I’ve been thinking a lot about plot recently, trying to gain some insights into why it is that outlines so far haven’t worked for me. It ought to be simple enough to write down what happens, right? And then the meaning hangs on that. If I get to know the characters better as I go along, that shouldn’t change what happens, right?

Wrong, apparently. I need to go deeply into the characters before the story hangs together, and to do that, I have to find out what they do in the story. Very circular. So that’s how I’ve been writing, in a circular fashion, in a process that bears a passing resemblance to Ingermanson’s “snowflake” outline, only more random. It’s time consuming but produces good results, so I’m not complaining too much. But why does it work that way? What is it that more conventional outlines leave out?

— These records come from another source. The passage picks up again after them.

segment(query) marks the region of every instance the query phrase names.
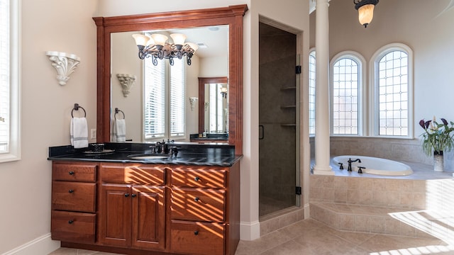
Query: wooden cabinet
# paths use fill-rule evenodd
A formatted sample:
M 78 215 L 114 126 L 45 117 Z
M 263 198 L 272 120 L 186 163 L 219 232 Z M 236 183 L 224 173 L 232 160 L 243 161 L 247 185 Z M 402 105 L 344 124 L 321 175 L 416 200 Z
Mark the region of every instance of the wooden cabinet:
M 239 210 L 229 210 L 239 208 L 239 168 L 176 167 L 170 186 L 170 251 L 233 255 L 239 241 Z
M 164 250 L 165 168 L 101 164 L 99 243 Z
M 52 237 L 108 252 L 233 255 L 239 170 L 239 164 L 54 162 Z
M 52 239 L 94 243 L 97 166 L 52 162 Z

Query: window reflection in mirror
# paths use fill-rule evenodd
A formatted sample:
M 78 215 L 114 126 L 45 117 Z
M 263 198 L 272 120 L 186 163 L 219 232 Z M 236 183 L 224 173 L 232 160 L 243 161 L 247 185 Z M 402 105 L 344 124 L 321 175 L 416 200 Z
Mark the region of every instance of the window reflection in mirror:
M 125 113 L 128 140 L 151 142 L 170 138 L 175 141 L 189 141 L 190 134 L 199 133 L 200 118 L 204 119 L 204 116 L 199 116 L 200 109 L 196 108 L 191 110 L 189 102 L 189 97 L 197 97 L 199 95 L 200 89 L 198 77 L 226 77 L 228 75 L 228 26 L 146 31 L 148 34 L 157 32 L 165 35 L 183 33 L 187 36 L 187 42 L 194 42 L 199 45 L 194 56 L 191 59 L 190 66 L 186 64 L 186 57 L 183 57 L 185 74 L 183 77 L 180 76 L 182 79 L 182 82 L 174 84 L 180 85 L 178 98 L 173 97 L 172 101 L 172 98 L 170 96 L 172 91 L 170 81 L 173 80 L 173 78 L 171 78 L 172 74 L 170 74 L 171 72 L 169 71 L 170 66 L 168 64 L 168 60 L 158 60 L 158 62 L 165 62 L 167 67 L 165 68 L 165 71 L 160 72 L 165 74 L 157 77 L 156 74 L 150 73 L 153 71 L 150 69 L 154 67 L 153 64 L 146 64 L 151 58 L 146 58 L 145 60 L 139 59 L 138 47 L 132 35 L 143 33 L 143 31 L 112 33 L 111 108 L 118 108 Z M 172 42 L 171 38 L 168 37 L 169 41 Z M 127 74 L 136 76 L 135 83 L 130 89 L 130 93 L 127 96 L 122 93 L 121 85 L 116 78 L 117 74 Z M 150 97 L 150 89 L 146 84 L 148 83 L 148 81 L 155 79 L 160 81 L 161 84 L 166 84 L 163 88 L 164 94 L 151 95 L 153 96 Z M 219 96 L 221 95 L 219 94 Z M 153 99 L 153 98 L 165 99 L 160 100 L 160 103 L 158 103 Z M 204 101 L 204 98 L 199 98 L 199 101 Z M 222 105 L 221 101 L 221 98 L 223 98 L 223 105 L 220 108 L 223 112 L 218 113 L 216 119 L 214 118 L 216 120 L 211 122 L 214 125 L 213 128 L 209 128 L 209 125 L 206 129 L 216 132 L 227 132 L 228 99 L 221 96 L 218 98 L 219 103 L 216 105 L 218 106 Z M 153 108 L 150 108 L 151 106 L 154 106 Z M 215 110 L 214 108 L 212 110 Z M 111 120 L 114 119 L 114 113 L 112 113 Z
M 205 84 L 205 125 L 209 133 L 227 132 L 228 89 L 226 83 Z

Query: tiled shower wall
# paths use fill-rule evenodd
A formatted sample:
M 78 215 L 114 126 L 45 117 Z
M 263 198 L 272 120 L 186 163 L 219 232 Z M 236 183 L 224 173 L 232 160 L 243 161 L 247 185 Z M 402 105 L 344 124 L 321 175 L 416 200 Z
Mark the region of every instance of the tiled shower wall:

The answer, it appears, is meaning.

I don’t mean meaning as in that theme-and-symbol stuff that kill so many readers in high school. But everything that happens has significance to the characters, and it goes far beyond just what happens next, which is what the basic plot is about. It’s the string of events that make up the story. Most stories are also influenced by another layer, the details of how it happens — the complications and setbacks that turn a string of events into a more dramatic structure.

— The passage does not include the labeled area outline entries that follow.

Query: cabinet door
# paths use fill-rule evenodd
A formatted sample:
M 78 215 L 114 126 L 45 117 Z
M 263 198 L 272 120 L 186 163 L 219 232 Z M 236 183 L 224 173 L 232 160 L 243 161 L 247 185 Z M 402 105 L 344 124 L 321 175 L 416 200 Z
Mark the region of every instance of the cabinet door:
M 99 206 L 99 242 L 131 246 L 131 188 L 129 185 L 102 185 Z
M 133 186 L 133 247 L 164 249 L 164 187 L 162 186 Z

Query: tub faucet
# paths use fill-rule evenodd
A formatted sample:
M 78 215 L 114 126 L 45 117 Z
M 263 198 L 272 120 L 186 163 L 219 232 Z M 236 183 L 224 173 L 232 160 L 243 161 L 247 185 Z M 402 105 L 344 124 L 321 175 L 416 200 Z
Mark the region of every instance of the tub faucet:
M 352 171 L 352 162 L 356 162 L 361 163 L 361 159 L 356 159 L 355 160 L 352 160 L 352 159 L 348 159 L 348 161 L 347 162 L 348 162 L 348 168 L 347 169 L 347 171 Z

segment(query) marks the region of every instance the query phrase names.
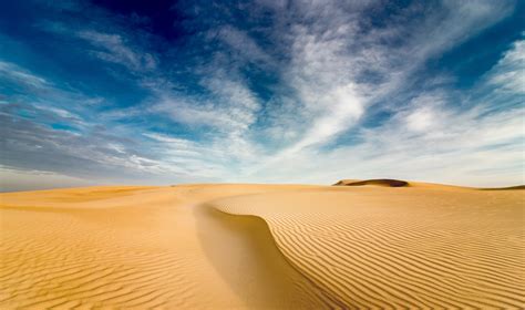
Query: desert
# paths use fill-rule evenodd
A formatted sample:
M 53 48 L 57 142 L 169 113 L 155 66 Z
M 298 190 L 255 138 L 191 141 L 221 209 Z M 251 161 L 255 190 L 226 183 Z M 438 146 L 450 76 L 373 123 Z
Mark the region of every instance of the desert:
M 525 307 L 522 189 L 351 183 L 2 193 L 0 308 Z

Even the most plot-oriented stories don’t operate well at this level. Romances, thrillers, mysteries tend to be straightforward, but if they don’t go beyond the what and the how, they seem like shadow plays. For the characters to have real depth, the story has to get into why it happens — the motivation. And that’s when things start to change, because motivation can go deep. The deeper it goes, the better the story — but also, the more complicated the situation becomes. Characters with motivation want things, and they react to things, and that means what happens in the story changes them. This is good. This is what makes a character arc. But that also means that the character I’ve developed sometimes won’t do the thing I had planned in the plot. It would be out of character.

So the character acts and changes things, and those things change the character. Not just the MC, though. This is true for every single character in the story.

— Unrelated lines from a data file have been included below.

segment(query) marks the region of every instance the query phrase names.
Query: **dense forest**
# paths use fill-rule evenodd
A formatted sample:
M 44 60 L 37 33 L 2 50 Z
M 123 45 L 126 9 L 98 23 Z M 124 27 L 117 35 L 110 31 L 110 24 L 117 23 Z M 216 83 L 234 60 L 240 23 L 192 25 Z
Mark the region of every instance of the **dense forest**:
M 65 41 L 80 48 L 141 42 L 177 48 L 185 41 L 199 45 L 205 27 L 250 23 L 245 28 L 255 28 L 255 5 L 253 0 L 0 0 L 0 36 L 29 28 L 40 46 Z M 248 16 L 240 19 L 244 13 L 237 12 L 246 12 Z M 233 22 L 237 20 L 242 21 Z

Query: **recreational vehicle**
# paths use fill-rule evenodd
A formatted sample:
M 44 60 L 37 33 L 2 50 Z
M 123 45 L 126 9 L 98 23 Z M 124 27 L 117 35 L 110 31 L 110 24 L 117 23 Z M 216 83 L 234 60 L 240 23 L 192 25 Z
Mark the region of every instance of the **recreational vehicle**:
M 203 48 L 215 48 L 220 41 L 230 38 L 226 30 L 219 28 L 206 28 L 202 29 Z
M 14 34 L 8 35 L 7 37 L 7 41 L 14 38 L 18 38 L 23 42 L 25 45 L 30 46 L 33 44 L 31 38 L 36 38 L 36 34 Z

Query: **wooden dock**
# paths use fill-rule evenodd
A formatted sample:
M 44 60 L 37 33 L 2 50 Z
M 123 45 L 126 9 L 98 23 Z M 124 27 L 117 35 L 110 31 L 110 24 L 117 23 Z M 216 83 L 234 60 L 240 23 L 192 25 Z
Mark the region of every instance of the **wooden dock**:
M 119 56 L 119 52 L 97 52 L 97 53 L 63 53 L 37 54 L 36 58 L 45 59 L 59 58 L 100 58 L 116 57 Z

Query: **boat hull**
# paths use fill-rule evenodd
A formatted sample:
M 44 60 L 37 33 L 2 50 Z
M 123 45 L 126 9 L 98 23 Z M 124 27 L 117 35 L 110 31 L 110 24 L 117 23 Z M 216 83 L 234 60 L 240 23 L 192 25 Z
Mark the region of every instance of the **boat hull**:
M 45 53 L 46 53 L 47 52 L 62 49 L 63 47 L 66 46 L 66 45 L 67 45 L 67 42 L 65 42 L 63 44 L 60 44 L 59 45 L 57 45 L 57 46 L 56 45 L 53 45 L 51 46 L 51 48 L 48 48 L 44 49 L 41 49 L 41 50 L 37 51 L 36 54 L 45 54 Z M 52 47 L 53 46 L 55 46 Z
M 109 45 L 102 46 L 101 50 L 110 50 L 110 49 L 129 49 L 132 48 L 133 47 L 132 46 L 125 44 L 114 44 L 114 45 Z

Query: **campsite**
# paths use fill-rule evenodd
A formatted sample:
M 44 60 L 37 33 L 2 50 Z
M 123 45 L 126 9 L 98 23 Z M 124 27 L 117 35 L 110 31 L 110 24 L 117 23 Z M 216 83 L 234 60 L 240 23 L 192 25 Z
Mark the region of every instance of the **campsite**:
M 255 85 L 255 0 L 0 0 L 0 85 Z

Relationships are changing. Dynamics are changing.

And that’s where another aspect comes in. The events mean something to the characters. The fact that one of my MC’s has an ex-boyfriend who is closeted, so their relationship was never public, so they can’t have a real breakup without giving the relationship away, isn’t just background accounting for why Nicky’s single at the moment. It’s not even just baggage. It causes unexpected complications in what seem like simple events. If Nicky doesn’t go to a certain event because he doesn’t want to run into the ex, reporters will notice. If he sucks it up and goes, the new guy in his life is jealous. The event’s the same as it was in the original outline, but all the context has changed.

And it occurred to me that for the kind of fiction I write, the entire story is taking place at this level. The events don’t really matter. They’re just a stage for the emotional interaction to take place on.

So it isn’t that the outline isn’t working. It just isn’t telling me what I need to know.

Anybody have thoughts on this? Ideas? Does it fit in with your own observations? Am I way off base here?